Gelin isterseniz, 5 milyon dolarlık bir bütçeyle çekilerek; 23 Eylül 2011 tarihindeki dünya prömiyeri, ABD'deki Fantastic Fest'de yapılan ve brüt 8.7 milyon dolarlık hasılat rakamıyla da, talihsiz bir biçimde gişeye çakılmış olan bu filme biraz daha yakından bakalım...
***
Film, teknik dahil sakinlerinin her türden sorunlarıyla da yakından ilgilendiği bir apartmanda; kapıcı olarak çalışmakta ve binadaki tüm dairelerin yedek anahtarlarını da kendi anahtar dolabında bulundurmakta olan başrol karakterlerinden, tehlikeli psikopat César'ın (Luis Tosar):
"Mutluluk... Benim sorunum işte bu... Mutlu olamıyorum... Hiç olmadım... Başıma iyi şeyler geldiğinde dahi mutlu olamıyorum...
Her sabah gözlerinizi, hiç motivasyonunuz olmadan açmanın ne demek olduğunu; tahmin bile edemezsiniz...
Tek bir sebep için harcadığım gayret... Sadece bir sebep... Her şeyin yok olmasını engellemek için bir sebep... İnanın bana, elimden gelenin en iyisini yapıyorum... En iyisini... Hem de hayatımın her günü..."

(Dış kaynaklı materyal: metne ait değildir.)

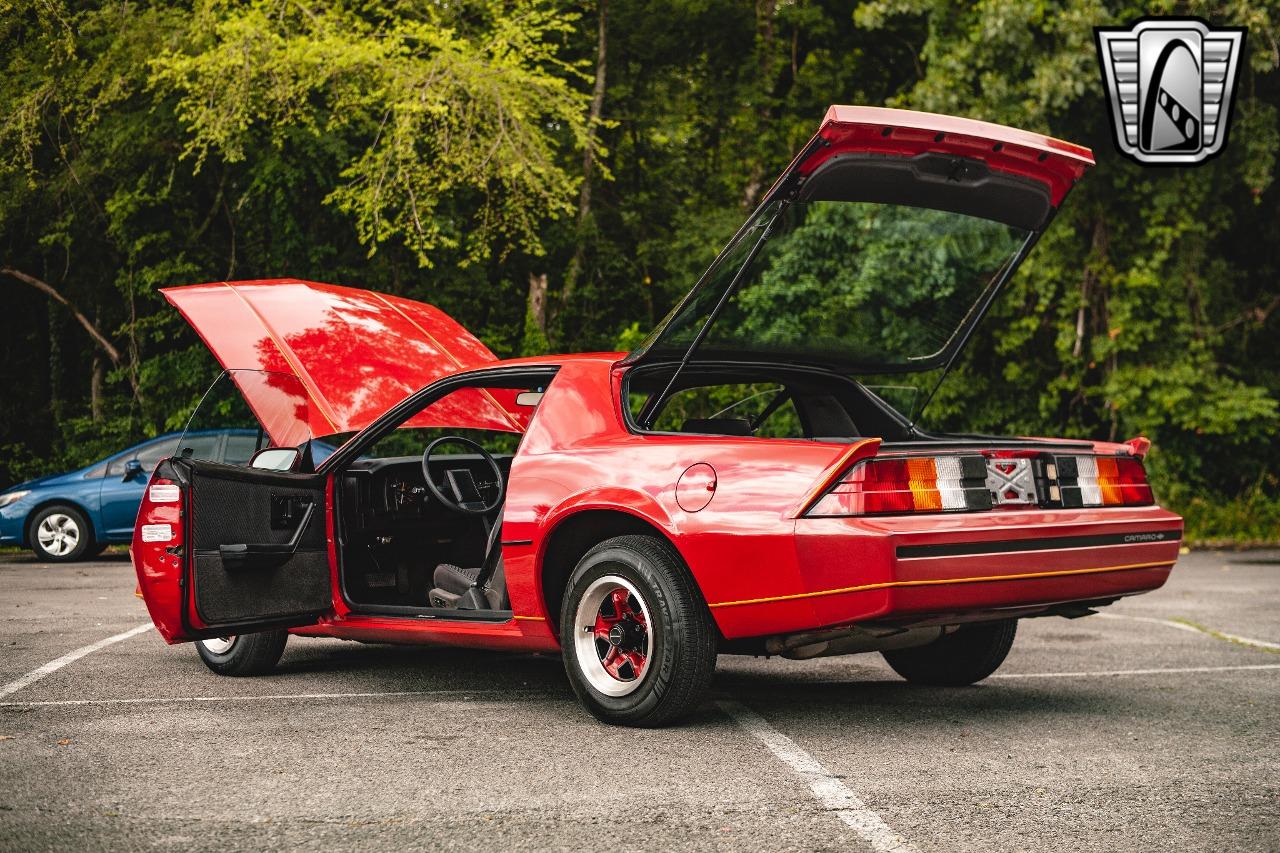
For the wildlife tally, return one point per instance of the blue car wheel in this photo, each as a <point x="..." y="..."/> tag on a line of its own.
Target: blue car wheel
<point x="62" y="533"/>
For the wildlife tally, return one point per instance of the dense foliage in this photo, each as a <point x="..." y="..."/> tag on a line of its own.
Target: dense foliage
<point x="556" y="174"/>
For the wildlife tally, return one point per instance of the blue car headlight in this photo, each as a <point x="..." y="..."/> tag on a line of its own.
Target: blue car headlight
<point x="13" y="497"/>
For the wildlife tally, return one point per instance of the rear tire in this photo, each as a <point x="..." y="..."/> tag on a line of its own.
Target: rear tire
<point x="60" y="533"/>
<point x="659" y="666"/>
<point x="965" y="656"/>
<point x="243" y="655"/>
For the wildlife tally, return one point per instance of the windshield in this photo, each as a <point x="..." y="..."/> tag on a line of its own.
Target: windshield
<point x="846" y="284"/>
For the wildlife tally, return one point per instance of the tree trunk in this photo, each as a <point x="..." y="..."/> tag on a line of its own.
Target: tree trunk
<point x="1088" y="282"/>
<point x="95" y="391"/>
<point x="538" y="300"/>
<point x="584" y="197"/>
<point x="94" y="332"/>
<point x="766" y="35"/>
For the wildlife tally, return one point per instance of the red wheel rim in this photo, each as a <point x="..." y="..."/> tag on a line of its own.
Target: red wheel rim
<point x="613" y="638"/>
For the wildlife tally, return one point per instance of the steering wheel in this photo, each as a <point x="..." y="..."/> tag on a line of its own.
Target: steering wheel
<point x="458" y="480"/>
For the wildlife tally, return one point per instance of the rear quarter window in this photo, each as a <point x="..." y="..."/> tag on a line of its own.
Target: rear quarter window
<point x="758" y="409"/>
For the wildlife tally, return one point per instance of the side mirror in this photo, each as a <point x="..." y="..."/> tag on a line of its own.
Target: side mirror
<point x="277" y="459"/>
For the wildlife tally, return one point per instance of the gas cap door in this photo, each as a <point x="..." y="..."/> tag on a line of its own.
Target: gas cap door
<point x="695" y="487"/>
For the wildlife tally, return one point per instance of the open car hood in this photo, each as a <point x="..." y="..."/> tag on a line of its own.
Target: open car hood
<point x="878" y="250"/>
<point x="355" y="354"/>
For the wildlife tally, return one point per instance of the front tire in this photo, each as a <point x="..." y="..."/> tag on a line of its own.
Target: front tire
<point x="241" y="655"/>
<point x="62" y="533"/>
<point x="638" y="638"/>
<point x="965" y="656"/>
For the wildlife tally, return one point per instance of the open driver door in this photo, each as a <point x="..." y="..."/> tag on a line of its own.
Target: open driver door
<point x="223" y="547"/>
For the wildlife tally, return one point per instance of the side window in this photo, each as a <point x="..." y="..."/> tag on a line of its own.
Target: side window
<point x="760" y="409"/>
<point x="201" y="447"/>
<point x="147" y="456"/>
<point x="240" y="447"/>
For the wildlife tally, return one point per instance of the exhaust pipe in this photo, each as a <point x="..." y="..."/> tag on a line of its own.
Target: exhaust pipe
<point x="851" y="641"/>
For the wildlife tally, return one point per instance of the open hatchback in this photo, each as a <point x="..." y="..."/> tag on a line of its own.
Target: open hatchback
<point x="750" y="479"/>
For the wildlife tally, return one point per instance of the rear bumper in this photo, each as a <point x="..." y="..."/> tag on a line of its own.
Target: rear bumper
<point x="914" y="570"/>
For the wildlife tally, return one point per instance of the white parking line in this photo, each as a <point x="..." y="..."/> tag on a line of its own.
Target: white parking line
<point x="1198" y="629"/>
<point x="827" y="789"/>
<point x="69" y="657"/>
<point x="168" y="699"/>
<point x="1097" y="674"/>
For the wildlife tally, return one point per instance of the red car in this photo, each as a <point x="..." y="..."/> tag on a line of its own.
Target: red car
<point x="749" y="480"/>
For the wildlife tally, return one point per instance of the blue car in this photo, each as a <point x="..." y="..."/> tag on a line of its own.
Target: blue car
<point x="73" y="516"/>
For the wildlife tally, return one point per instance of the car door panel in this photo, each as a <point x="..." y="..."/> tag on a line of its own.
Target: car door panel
<point x="232" y="507"/>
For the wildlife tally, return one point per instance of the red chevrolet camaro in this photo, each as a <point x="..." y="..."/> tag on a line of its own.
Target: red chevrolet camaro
<point x="750" y="480"/>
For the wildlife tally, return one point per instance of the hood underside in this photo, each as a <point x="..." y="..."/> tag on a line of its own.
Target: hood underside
<point x="355" y="354"/>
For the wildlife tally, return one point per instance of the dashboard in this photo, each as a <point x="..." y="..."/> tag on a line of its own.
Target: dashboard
<point x="384" y="492"/>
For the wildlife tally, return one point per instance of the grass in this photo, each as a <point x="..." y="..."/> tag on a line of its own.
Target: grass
<point x="1248" y="520"/>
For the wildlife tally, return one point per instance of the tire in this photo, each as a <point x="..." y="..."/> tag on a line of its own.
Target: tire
<point x="60" y="533"/>
<point x="965" y="656"/>
<point x="243" y="655"/>
<point x="656" y="620"/>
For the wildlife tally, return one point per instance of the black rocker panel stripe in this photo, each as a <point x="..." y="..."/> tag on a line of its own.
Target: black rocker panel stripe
<point x="1050" y="543"/>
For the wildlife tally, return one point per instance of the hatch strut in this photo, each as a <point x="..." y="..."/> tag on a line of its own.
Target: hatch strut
<point x="766" y="231"/>
<point x="978" y="310"/>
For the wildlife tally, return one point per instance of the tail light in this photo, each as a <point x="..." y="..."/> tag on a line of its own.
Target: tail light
<point x="1101" y="480"/>
<point x="908" y="484"/>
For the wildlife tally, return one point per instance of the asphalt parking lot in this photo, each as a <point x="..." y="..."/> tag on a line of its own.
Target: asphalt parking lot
<point x="1147" y="729"/>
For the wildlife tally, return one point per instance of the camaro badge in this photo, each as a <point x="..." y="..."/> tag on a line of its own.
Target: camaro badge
<point x="1169" y="85"/>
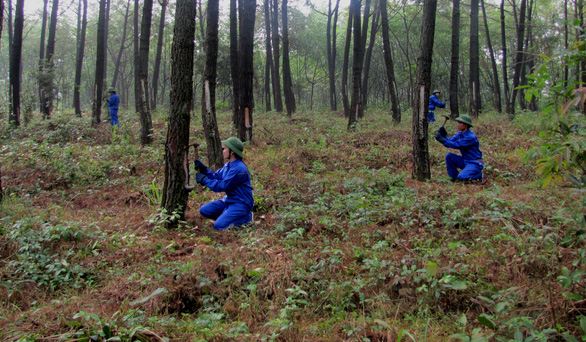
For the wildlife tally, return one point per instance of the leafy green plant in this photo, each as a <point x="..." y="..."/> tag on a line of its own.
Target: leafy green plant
<point x="37" y="259"/>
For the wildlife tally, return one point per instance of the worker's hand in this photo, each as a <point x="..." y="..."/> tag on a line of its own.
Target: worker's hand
<point x="199" y="166"/>
<point x="200" y="178"/>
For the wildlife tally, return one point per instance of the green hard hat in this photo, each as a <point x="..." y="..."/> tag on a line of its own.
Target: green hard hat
<point x="465" y="119"/>
<point x="235" y="145"/>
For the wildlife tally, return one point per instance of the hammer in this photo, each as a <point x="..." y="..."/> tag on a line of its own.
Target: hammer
<point x="446" y="119"/>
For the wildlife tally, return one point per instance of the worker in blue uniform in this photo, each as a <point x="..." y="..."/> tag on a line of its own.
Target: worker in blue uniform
<point x="434" y="102"/>
<point x="233" y="178"/>
<point x="470" y="162"/>
<point x="113" y="103"/>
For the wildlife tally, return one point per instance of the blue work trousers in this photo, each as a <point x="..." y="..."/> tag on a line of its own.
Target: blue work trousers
<point x="114" y="117"/>
<point x="235" y="214"/>
<point x="471" y="169"/>
<point x="431" y="117"/>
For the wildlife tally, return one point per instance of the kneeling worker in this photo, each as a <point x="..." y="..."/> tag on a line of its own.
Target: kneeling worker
<point x="470" y="162"/>
<point x="233" y="178"/>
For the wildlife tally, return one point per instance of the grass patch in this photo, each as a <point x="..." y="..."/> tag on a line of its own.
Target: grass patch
<point x="345" y="244"/>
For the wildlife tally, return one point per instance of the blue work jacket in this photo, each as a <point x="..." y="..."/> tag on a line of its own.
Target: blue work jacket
<point x="113" y="102"/>
<point x="467" y="143"/>
<point x="434" y="102"/>
<point x="233" y="179"/>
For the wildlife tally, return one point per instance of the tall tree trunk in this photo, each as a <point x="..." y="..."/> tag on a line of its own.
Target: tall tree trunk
<point x="10" y="30"/>
<point x="368" y="57"/>
<point x="174" y="195"/>
<point x="41" y="53"/>
<point x="276" y="59"/>
<point x="391" y="83"/>
<point x="122" y="48"/>
<point x="136" y="47"/>
<point x="15" y="61"/>
<point x="287" y="81"/>
<point x="49" y="75"/>
<point x="474" y="85"/>
<point x="208" y="101"/>
<point x="358" y="53"/>
<point x="106" y="35"/>
<point x="455" y="61"/>
<point x="146" y="122"/>
<point x="234" y="62"/>
<point x="345" y="64"/>
<point x="331" y="52"/>
<point x="528" y="60"/>
<point x="421" y="167"/>
<point x="508" y="105"/>
<point x="99" y="80"/>
<point x="566" y="70"/>
<point x="246" y="48"/>
<point x="495" y="76"/>
<point x="155" y="87"/>
<point x="518" y="53"/>
<point x="1" y="23"/>
<point x="79" y="57"/>
<point x="269" y="56"/>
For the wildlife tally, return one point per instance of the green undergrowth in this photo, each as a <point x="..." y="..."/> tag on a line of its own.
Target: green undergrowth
<point x="345" y="245"/>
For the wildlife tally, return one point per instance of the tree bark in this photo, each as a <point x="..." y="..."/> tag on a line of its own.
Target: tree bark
<point x="10" y="29"/>
<point x="331" y="52"/>
<point x="208" y="101"/>
<point x="79" y="58"/>
<point x="157" y="67"/>
<point x="276" y="59"/>
<point x="15" y="64"/>
<point x="49" y="63"/>
<point x="518" y="53"/>
<point x="1" y="24"/>
<point x="508" y="105"/>
<point x="174" y="194"/>
<point x="122" y="48"/>
<point x="474" y="81"/>
<point x="496" y="84"/>
<point x="358" y="53"/>
<point x="368" y="57"/>
<point x="234" y="62"/>
<point x="391" y="83"/>
<point x="269" y="56"/>
<point x="136" y="46"/>
<point x="345" y="64"/>
<point x="41" y="52"/>
<point x="421" y="167"/>
<point x="566" y="34"/>
<point x="246" y="48"/>
<point x="455" y="61"/>
<point x="146" y="122"/>
<point x="99" y="77"/>
<point x="287" y="81"/>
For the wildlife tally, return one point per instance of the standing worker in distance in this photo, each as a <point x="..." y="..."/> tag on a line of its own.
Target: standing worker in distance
<point x="434" y="102"/>
<point x="113" y="104"/>
<point x="470" y="162"/>
<point x="233" y="178"/>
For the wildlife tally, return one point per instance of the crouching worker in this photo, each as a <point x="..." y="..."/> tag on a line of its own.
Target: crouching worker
<point x="470" y="162"/>
<point x="233" y="178"/>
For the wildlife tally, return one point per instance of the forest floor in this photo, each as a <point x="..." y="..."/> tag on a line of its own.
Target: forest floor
<point x="345" y="245"/>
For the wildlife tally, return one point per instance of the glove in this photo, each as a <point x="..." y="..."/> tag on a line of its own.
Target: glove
<point x="199" y="166"/>
<point x="439" y="137"/>
<point x="200" y="178"/>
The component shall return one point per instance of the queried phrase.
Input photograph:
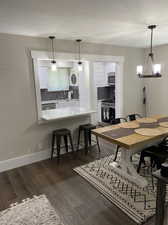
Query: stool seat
(87, 126)
(57, 135)
(87, 130)
(62, 132)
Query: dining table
(132, 137)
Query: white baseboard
(23, 160)
(27, 159)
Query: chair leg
(90, 137)
(116, 154)
(140, 162)
(86, 141)
(71, 142)
(58, 147)
(97, 140)
(52, 145)
(78, 140)
(66, 143)
(151, 160)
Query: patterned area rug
(138, 204)
(35, 211)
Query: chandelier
(150, 69)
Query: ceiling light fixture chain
(53, 62)
(154, 68)
(79, 55)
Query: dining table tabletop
(132, 137)
(128, 137)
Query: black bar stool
(133, 117)
(56, 136)
(87, 130)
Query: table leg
(127, 169)
(160, 202)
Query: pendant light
(80, 66)
(53, 62)
(151, 69)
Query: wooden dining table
(127, 136)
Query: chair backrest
(132, 117)
(118, 120)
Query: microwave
(111, 79)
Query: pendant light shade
(80, 65)
(150, 69)
(53, 62)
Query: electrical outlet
(40, 146)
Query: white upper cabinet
(100, 76)
(43, 77)
(110, 67)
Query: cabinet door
(99, 111)
(99, 74)
(43, 77)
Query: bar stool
(87, 129)
(56, 136)
(133, 117)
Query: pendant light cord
(52, 46)
(151, 41)
(79, 51)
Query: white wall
(157, 88)
(19, 132)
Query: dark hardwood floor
(74, 199)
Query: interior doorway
(107, 83)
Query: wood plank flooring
(74, 199)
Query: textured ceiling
(117, 22)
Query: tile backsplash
(58, 95)
(107, 92)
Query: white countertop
(66, 112)
(61, 100)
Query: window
(58, 80)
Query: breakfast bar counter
(67, 112)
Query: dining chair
(117, 121)
(132, 117)
(158, 154)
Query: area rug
(35, 211)
(139, 204)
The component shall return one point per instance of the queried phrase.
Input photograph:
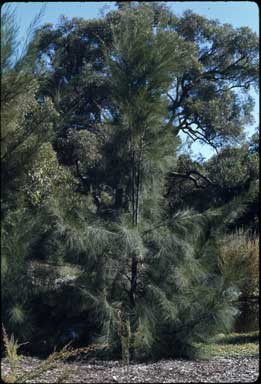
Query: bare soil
(216, 370)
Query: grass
(231, 345)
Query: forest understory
(115, 237)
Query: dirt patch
(216, 370)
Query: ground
(231, 359)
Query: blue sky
(237, 13)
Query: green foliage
(89, 137)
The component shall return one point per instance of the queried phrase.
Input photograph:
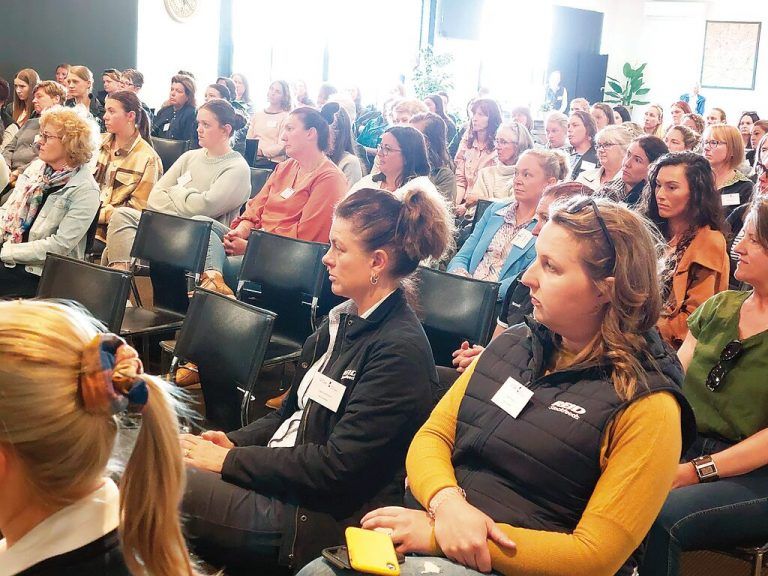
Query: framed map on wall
(730, 55)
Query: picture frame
(729, 58)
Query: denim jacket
(60, 226)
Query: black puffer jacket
(349, 462)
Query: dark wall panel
(40, 34)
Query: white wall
(166, 46)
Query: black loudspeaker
(575, 51)
(460, 18)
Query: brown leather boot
(277, 401)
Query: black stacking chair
(174, 249)
(170, 150)
(227, 340)
(259, 177)
(454, 309)
(284, 275)
(102, 291)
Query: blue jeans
(413, 566)
(722, 514)
(217, 259)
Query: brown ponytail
(417, 226)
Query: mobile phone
(371, 552)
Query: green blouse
(739, 408)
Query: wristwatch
(706, 469)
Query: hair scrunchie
(110, 377)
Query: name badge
(522, 238)
(184, 179)
(326, 392)
(512, 397)
(731, 199)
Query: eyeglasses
(386, 150)
(579, 206)
(719, 371)
(43, 137)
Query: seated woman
(214, 181)
(267, 124)
(60, 512)
(79, 92)
(720, 495)
(724, 149)
(22, 108)
(556, 128)
(628, 185)
(611, 145)
(53, 203)
(127, 167)
(683, 203)
(653, 120)
(502, 245)
(477, 149)
(497, 182)
(553, 454)
(342, 148)
(296, 201)
(177, 119)
(581, 135)
(680, 138)
(289, 483)
(442, 170)
(21, 150)
(436, 105)
(401, 156)
(602, 114)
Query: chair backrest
(482, 206)
(259, 177)
(227, 339)
(169, 150)
(283, 275)
(174, 247)
(102, 291)
(453, 309)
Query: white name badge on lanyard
(731, 199)
(522, 238)
(326, 392)
(512, 397)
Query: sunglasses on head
(577, 207)
(719, 371)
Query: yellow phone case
(371, 552)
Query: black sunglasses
(719, 371)
(577, 207)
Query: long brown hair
(65, 447)
(634, 299)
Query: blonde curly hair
(79, 133)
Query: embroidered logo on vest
(567, 408)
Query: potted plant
(628, 94)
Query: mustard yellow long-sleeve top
(638, 458)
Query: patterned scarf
(27, 199)
(669, 267)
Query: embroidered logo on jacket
(567, 408)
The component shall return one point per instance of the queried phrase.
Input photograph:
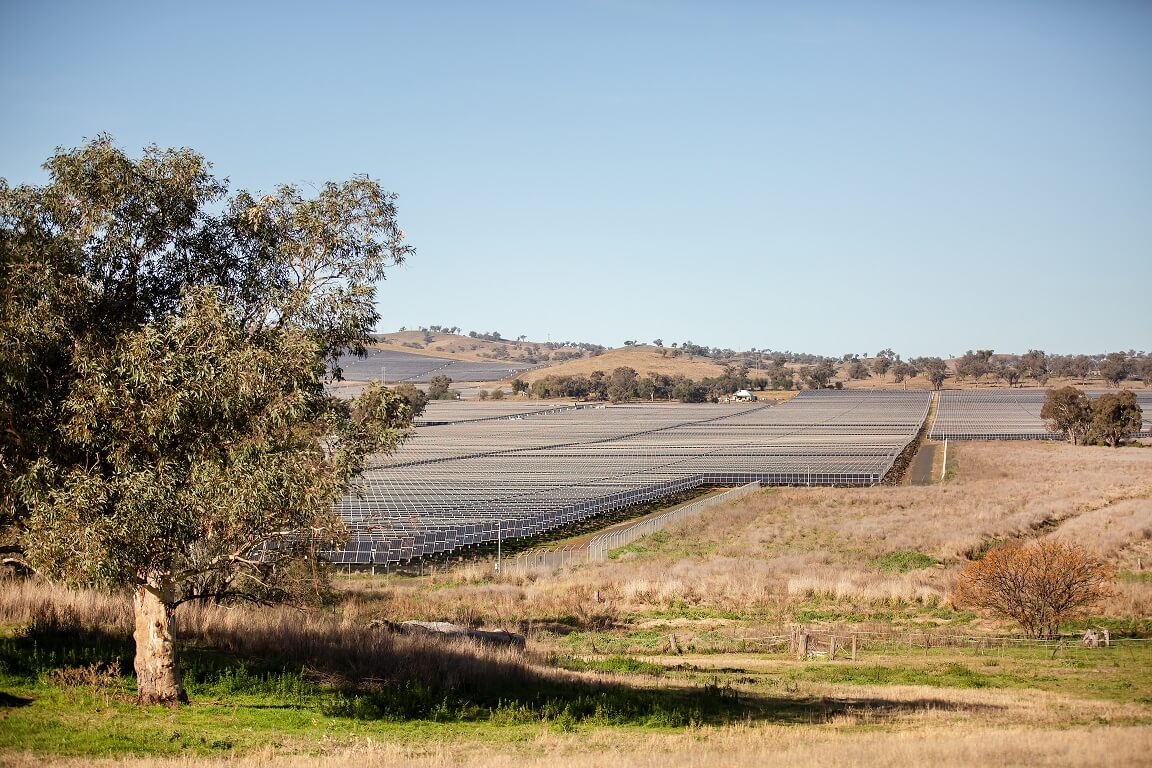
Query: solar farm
(394, 367)
(469, 477)
(1005, 415)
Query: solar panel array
(439, 412)
(395, 367)
(472, 481)
(1005, 415)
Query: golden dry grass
(772, 549)
(935, 743)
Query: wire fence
(801, 643)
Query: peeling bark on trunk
(157, 675)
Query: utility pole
(499, 532)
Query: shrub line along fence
(598, 547)
(805, 643)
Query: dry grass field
(874, 562)
(456, 347)
(642, 358)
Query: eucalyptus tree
(164, 350)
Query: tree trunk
(157, 675)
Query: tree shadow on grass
(360, 673)
(9, 700)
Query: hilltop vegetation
(765, 370)
(273, 685)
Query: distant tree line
(1104, 420)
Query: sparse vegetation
(1040, 586)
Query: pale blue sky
(818, 176)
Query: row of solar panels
(470, 483)
(392, 367)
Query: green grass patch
(902, 562)
(618, 663)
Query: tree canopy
(164, 423)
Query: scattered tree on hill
(621, 385)
(417, 401)
(1115, 416)
(163, 357)
(687, 390)
(1068, 410)
(934, 369)
(1009, 372)
(1035, 365)
(1039, 585)
(818, 375)
(438, 388)
(975, 364)
(1115, 369)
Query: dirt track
(919, 473)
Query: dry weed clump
(870, 587)
(334, 649)
(28, 601)
(786, 746)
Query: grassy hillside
(643, 358)
(667, 655)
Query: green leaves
(163, 359)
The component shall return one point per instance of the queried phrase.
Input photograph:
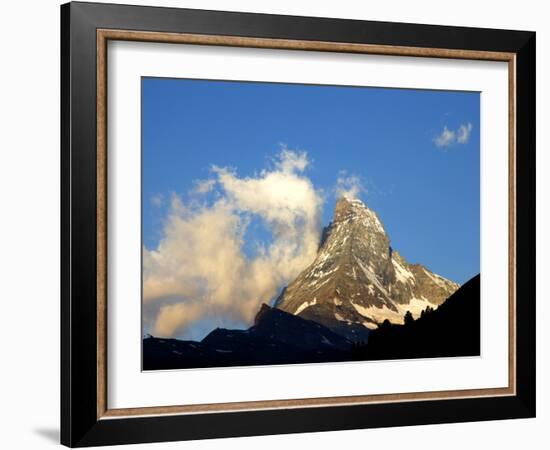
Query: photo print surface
(292, 223)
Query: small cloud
(463, 135)
(157, 200)
(446, 138)
(449, 137)
(204, 186)
(348, 186)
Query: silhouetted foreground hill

Şeklindeki, mevcut dengesiz ruh halini açıkça tanımlayan; ama yakın çevresindeki "kimseciklerin / zavallıların" haberdar olmadıkları, samimi itiraflarıyla başlar...
***
- Pazartesi -
Uzunca bir süredir olduğu şekilde dairesine gizlice girdiği Clara'nın (Marta Etura) yanında yatmakta olan César, sabahın beşinde uyanarak; zemin katındaki kendi dairesinde duşunu alarak iş kıyafetlerini giyinip, binanın lobisindeki görev yerine geçerken Clara'da, geceden kurduğu saatin çalması sonrasında 7:45'de yataktan çıkmaktadır...
Binadaki kiracılardan birinin kızı olup, César'ın Clara'ya ilişkin gayri ahlaki icraatlarından uzunca bir süredir haberdar olan Ursula (Iris Almeida) ise; sabah babası (Pep Tosar) ve erkek kardeşiyle (Iker López) beraber okula giderken, asansörün çıkışındaki masasında oturan César'dan 60 Avroluk sus payını almayı da ihmal etmemektedir...
***
Banyoda temizlenip paklanarak giyinen Clara, işine gitmek üzere binadan çıkış yaparken; erkenden kalkıp köpeklerini gezdiren daire 3 A'daki Bayan Veronica'da (Petra Martínez), giriş yapmaktadır...
***
Sabahki işlerini derleyip toparlayan César öğlenden sonra bir ara, hastanede yatmakta olan annesinin (Margarita Roset) ziyaretine gider...
Ki bu durum, koyduğu kurallara ve verdiği talimatlara, sıkı sıkıya bağlı olan bina yöneticisinin (Oriol Genís); yerini boş bırakan César'ı,"Bu son" diyerek uyarmasına yol açarken, bir komşusunun doğum günü partisine katılacak olması nedeniyle César'dan köpeklerine akşam yemeklerini vermesini isteyecek Bayan Veronica'nın araya girmesiyle uyarı, en azından o an için havada kalmış gibi olacaktır...
Ama Bayan Veronica'nın, César'dan talep edeceği önemli ricalarından bir diğeri de; çok hassas bir sindirim sistemine sahip olan köpeklerinden Rocio'ya, sadece onun özel mamasından ve iki kap vermesidir...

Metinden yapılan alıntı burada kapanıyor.